Lokasi Makam Prabu Kian Santang
Keramat Godog yang terletak di lereng Gunung Kracak, desa Lebak Agung, Kec. Karangwitan, Garut, dipercaya sebagai makam dari Prabu Kian Santang, berdasarkan Babad Pasundan, Babad Godog fan Wawacan Prabu Kian Santang Aji.
Babad Godog adalah naskah berbahasa Sunda yang menceritakan Gagak Lumayung sebagai nama lain dari Kian Santang, biasanya masyarakat membacakan Babad Godog diiringi nyanyian atau langgam Sunda.
Isi naskah tersebut adalah cerita Raden Kian Santang memiliki nama lain yautu Gagak Lumayung atau Raden Senggara putra Maharaja Sri Baduga Prabu Siliwangi raja Pajajaran, kemudian ketika Prabu menjadi mualaf namanya bergantu menjadi Sunan Rohmat.Cerita pertemuan Syaidina Ali dengan Kian Santang seperti cerita diatas bersumber dari Babad Pasundan dan Babad Godog.

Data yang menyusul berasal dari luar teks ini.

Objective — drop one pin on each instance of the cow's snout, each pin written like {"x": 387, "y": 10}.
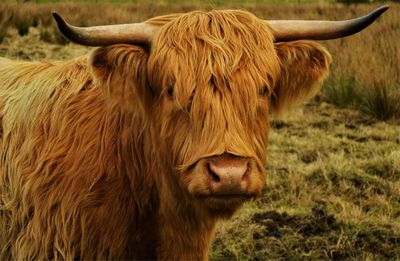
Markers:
{"x": 228, "y": 175}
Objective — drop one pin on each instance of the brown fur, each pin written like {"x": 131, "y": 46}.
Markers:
{"x": 99, "y": 156}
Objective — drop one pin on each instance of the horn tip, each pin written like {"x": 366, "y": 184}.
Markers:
{"x": 381, "y": 10}
{"x": 58, "y": 18}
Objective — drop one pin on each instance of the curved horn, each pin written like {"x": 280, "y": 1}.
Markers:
{"x": 136, "y": 33}
{"x": 290, "y": 30}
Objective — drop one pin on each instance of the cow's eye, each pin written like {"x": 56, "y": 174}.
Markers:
{"x": 264, "y": 91}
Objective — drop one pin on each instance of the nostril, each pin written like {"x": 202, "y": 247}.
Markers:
{"x": 213, "y": 175}
{"x": 246, "y": 171}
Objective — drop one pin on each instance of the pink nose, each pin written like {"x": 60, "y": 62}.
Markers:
{"x": 228, "y": 175}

Raden Kian Santang menetap di Godog sampai meninggal dan di makamkan di sana, di komplek pemakaman terdapat makam sahabat-sahabatnya seperti Sembah Dalem Surepen Suci, Sembah Dalem Kholifah Agung, dan Sembah Dalem Surepen Agung, mereka selalu menemani Kian Santang pada setiap dakwahnya.
Itulah cerita tentang kesaktian Prabu Kian Santang, perlu di ingat cerita ini merupakan dongeng yang diambil dari cerita babad, jadi jangan anggap ini sebagai sejarah, sebab sejarah harus ada bukti yang kuat, seperti prasasti, naskah yang ditulis se zaman, sedangkan babad ditulis sekitar abad 18/19 M tetapi menceritakan 3-4 abad sebelumnya, maka sangat diragukan kebenaranya.